Organizing your data

Data Formatting

classy requires data to be formatted in a specific way according to the task you're tackling (check out Tasks and Input Formats in the documentation).

In our case of Named Entity Recognition (i.e., Token Classification), we need the data to be formatted such that each line represents a single sample. For instance, taking again our running example of Barack Obama visited Google in California, we can format it as follows:

Barack Obama visited Google in California\tPER PER O ORG O LOC

That is, a TSV (tab-separated values) file which has a space-separated sequence of tokens as the first column, and a space-separated sequence of labels as the second column (both sequences must have the same number of elements).

tip

classy by default supports .tsv and .jsonl as input formats (see the documentation), but you can add custom formats as well.

If your dataset is already formatted like this, great!

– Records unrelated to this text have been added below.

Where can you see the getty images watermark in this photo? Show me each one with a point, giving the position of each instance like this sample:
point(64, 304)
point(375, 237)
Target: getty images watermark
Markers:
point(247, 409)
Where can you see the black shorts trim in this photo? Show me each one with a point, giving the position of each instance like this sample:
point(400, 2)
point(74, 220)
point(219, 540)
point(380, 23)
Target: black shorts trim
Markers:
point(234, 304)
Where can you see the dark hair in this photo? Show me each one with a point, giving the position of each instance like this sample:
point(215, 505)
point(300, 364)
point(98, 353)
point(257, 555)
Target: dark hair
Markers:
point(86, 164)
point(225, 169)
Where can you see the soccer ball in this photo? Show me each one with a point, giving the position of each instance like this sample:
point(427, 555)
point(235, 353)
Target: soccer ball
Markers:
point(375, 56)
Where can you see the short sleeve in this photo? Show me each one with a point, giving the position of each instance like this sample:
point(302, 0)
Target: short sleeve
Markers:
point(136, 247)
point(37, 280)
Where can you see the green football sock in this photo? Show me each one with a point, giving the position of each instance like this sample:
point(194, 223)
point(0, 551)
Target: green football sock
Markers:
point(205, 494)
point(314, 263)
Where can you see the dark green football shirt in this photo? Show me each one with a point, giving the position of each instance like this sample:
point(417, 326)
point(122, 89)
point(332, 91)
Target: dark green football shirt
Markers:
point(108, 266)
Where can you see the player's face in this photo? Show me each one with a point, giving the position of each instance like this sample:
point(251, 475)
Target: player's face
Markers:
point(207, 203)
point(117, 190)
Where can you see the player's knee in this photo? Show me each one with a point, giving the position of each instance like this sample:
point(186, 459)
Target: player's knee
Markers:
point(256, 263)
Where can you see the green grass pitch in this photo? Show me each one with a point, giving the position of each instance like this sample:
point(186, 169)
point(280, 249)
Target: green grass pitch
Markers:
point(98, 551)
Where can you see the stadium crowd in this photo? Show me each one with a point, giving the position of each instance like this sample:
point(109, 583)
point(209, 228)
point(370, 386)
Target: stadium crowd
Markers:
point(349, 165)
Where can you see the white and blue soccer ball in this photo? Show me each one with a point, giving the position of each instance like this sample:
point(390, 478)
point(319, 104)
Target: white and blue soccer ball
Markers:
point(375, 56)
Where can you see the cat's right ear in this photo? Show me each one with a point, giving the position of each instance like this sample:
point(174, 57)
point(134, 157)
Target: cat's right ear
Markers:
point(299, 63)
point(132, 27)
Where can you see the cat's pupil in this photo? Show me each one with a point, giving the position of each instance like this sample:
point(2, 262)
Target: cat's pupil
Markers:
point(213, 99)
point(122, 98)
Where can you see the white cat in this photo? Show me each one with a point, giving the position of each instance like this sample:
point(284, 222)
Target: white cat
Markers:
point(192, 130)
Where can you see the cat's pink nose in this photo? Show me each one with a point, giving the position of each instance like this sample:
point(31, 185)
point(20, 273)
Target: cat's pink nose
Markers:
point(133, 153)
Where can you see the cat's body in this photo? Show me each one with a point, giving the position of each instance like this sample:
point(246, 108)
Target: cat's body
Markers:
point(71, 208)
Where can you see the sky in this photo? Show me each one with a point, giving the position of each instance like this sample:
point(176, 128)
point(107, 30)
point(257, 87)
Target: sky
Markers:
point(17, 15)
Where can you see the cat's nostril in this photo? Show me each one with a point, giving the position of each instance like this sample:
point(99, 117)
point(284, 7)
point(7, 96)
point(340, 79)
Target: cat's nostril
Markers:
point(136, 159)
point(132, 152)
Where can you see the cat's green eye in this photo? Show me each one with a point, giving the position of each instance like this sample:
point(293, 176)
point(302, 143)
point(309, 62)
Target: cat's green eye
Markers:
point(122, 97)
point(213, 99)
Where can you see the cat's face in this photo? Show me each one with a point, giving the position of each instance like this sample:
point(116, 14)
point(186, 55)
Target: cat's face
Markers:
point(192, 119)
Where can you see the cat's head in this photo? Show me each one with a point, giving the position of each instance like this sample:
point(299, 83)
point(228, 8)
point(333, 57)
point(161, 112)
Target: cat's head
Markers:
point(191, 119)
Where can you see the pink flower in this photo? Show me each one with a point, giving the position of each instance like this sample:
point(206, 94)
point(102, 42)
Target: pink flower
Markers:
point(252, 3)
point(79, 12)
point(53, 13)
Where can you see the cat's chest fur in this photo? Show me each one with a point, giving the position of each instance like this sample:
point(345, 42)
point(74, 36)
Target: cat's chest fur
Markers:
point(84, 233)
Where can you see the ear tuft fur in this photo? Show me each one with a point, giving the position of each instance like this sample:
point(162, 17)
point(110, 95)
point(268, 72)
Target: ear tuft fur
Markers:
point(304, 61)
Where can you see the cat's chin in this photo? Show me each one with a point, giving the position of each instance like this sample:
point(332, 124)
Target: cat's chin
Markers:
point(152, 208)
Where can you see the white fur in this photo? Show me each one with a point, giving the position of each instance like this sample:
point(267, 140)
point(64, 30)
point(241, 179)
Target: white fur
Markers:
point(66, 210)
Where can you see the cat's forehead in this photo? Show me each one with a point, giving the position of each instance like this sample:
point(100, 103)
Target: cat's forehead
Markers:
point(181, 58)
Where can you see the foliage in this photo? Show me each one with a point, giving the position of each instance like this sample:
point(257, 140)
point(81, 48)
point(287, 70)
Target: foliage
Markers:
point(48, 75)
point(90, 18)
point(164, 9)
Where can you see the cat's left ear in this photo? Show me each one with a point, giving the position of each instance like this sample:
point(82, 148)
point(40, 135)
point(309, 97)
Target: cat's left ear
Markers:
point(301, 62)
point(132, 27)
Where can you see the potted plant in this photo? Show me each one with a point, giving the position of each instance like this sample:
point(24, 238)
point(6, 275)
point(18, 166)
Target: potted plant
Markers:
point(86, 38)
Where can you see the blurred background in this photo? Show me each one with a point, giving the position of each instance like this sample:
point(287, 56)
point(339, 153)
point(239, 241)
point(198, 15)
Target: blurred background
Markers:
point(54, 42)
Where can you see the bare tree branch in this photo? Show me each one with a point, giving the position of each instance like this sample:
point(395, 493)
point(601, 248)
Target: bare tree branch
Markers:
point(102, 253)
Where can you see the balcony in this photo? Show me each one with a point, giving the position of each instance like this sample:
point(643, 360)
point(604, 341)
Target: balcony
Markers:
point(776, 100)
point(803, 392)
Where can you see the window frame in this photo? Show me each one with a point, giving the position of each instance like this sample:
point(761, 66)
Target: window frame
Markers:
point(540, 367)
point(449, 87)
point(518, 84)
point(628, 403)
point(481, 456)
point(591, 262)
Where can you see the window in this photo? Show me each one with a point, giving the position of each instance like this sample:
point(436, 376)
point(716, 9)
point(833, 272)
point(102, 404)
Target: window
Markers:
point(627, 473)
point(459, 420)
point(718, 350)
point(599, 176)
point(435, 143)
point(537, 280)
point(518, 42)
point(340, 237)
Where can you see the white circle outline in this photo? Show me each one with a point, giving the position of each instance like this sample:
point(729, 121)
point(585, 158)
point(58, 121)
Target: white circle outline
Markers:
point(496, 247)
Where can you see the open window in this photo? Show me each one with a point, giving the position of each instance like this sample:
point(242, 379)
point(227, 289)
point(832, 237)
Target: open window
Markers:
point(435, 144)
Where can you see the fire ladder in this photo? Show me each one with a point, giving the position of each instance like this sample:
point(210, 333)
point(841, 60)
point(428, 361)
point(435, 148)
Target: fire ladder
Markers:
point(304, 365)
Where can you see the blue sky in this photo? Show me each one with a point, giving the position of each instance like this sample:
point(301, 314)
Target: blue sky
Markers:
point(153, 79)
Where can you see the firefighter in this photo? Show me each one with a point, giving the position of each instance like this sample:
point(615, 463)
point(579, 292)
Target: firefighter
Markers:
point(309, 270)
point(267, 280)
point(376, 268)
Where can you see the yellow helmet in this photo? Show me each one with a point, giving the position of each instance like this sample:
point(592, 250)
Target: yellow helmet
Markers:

Otherwise, this is the only bit where coding is required. You can either convert it yourself (via a python or bash script, whatever you're comfortable with), or you can register a custom data reader to support your dataset format.

Organizing Datasets

In classy, as in standard machine learning projects, the most simple way to organize your datasets is to create a directory containing the train, validation and test datasets.

data/ner-data
├── train.tsv
├── validation.tsv
└── test.tsv

In this way, classy will automatically infer the splits of your dataset from the directory structure.

tip

If you have multiple training files, or you want to specify the splits using a different directory structure, you can use a training coordinates file. You can find a complete guide on how to do it in the Reference Manual.